Pada mulanya perasaan, lalu dugaan, akhirnya dia yakin bahwa antara
Wati dan Nain ada main. Hatinya luka, lalu dia marah dan kemudiannya benci yang
membuahkan dendam yang tidak akan terhapus. Tapi dia adalah prajurit yang
perangnya kalah. Yang kini menjadi pembantu letnan setelah pangkatnya
diturunkan oleh sejarah. Di sebelah sana adalah Nain, yang menjadi kapten
karena perangnya menang. Karena kemenangan itu dia meniduri Wati, isteri
saudara kembarnya.
“Khianat. Semuanya khianat.” teriaknya berulang-ulang.

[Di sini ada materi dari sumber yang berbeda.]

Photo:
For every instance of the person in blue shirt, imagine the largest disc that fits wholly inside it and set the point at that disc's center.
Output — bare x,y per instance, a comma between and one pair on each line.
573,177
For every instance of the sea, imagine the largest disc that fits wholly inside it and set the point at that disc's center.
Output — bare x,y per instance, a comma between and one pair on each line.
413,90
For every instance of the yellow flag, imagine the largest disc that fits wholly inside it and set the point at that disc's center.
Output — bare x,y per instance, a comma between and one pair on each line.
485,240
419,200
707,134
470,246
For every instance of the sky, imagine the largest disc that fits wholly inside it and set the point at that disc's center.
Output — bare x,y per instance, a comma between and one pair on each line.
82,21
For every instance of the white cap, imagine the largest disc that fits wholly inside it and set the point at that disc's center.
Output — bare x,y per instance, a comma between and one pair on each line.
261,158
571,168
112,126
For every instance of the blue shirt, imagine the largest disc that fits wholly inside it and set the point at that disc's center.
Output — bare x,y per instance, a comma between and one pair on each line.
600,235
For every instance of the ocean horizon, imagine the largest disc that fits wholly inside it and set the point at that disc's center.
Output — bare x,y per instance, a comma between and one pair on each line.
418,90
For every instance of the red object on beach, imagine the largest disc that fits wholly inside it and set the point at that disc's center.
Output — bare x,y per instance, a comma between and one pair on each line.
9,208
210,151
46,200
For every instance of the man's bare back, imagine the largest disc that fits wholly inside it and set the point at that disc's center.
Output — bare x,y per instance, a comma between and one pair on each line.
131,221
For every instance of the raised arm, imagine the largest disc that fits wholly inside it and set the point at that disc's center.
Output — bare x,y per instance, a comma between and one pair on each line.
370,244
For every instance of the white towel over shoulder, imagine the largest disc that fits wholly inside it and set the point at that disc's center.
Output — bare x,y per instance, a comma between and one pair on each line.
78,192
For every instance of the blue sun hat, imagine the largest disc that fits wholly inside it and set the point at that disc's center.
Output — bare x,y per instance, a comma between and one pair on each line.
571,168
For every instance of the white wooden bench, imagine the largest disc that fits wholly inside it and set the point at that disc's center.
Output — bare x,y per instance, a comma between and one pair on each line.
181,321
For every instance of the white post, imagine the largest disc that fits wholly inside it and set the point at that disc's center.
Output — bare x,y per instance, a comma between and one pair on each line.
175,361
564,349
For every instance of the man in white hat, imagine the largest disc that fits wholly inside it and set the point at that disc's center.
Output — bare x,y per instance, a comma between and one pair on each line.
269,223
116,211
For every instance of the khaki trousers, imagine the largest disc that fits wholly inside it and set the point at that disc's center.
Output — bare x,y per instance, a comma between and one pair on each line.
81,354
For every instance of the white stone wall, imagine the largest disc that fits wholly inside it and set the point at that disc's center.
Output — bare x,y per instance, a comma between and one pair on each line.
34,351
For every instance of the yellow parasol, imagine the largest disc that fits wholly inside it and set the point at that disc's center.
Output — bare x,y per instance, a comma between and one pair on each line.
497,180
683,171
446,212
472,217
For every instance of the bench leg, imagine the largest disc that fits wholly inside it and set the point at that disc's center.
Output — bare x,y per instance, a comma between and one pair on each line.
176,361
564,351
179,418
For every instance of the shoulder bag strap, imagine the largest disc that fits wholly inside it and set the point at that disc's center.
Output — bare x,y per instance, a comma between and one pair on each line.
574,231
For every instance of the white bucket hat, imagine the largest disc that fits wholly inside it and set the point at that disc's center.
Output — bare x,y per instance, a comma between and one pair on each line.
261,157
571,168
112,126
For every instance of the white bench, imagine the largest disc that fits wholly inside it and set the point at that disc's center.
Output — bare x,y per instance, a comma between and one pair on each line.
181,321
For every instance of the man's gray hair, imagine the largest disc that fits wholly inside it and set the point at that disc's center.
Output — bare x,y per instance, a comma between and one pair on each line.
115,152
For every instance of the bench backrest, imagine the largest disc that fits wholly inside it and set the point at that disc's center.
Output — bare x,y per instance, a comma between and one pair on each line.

Tapi dia seorang prajurit yang kalah perang. Apa yang dapat dilakukan
oleh orang kalah perang? Bagi Nuan tidak lain daripada selain kalah dan
seterusnya menerimanya tanpa dapat berbuat apa-apa, bahkan berpikir apapun.
Dengan perasaan itu dia menerima Wati kembali yang membawa kedua anak mereka.
“Wati toh perempuan yang dikalahkan sejarah.” katanya mendamai-damaikan
sisa gejolak di hatinya.
Tiba-tiba letak panggung sejarah berobah. Pemberontakan kaum komunis
pun pecah. Nain yang kapten dan baru diangkat jadi mayor ikut komunis. Kini
dialah yang dikalahkan. Ditangkap lalu dipenjarakan. Sesudut hatinya bersorak.
“Kamu rasakan kini menjadi orang yang kalah.” Tapi Nain adalah saudara
kembarnya yang lahir dari perut ibu yang sama. Jadi berbeda idiologi karena
berbeda kereta tumpangan yang disediakan sejarah. Haruskah membalas dendam
karena Wati ditiduri Nain, lalu meniduri Inna, isteri Nain, yang cantik dan
lebih muda, yang kini menumpang di rumahnya?
Tidak. Dia tidak dapat melakukannya. Inna adalah isteri saudara
kembarnya. Mengapa dia harus membalas dendam kepada saudara kembarnya sendiri
yang kini tengah mengalami siksa akibat idiologinya sendiri. Akan tetapi ketika
dia ingat Wati pernah mengkhianatinya, luka hatinya menganga. Ditinggalkannya
Wati yang lagi berbaring di sisinya. Dia pergi ke kamar Inna dengan nafsu
dendam yang menyala-nyala kepada Wati.
Namun Nuan hanya tegak termangu melihat Inna membuka baju sambil
tersedu. Lalu dia keluar sambil membanting pintu, menyusuri jalan raya yang
gelap karena listrik sudah lama mati oleh mesin sentralnya sudah lama rusak.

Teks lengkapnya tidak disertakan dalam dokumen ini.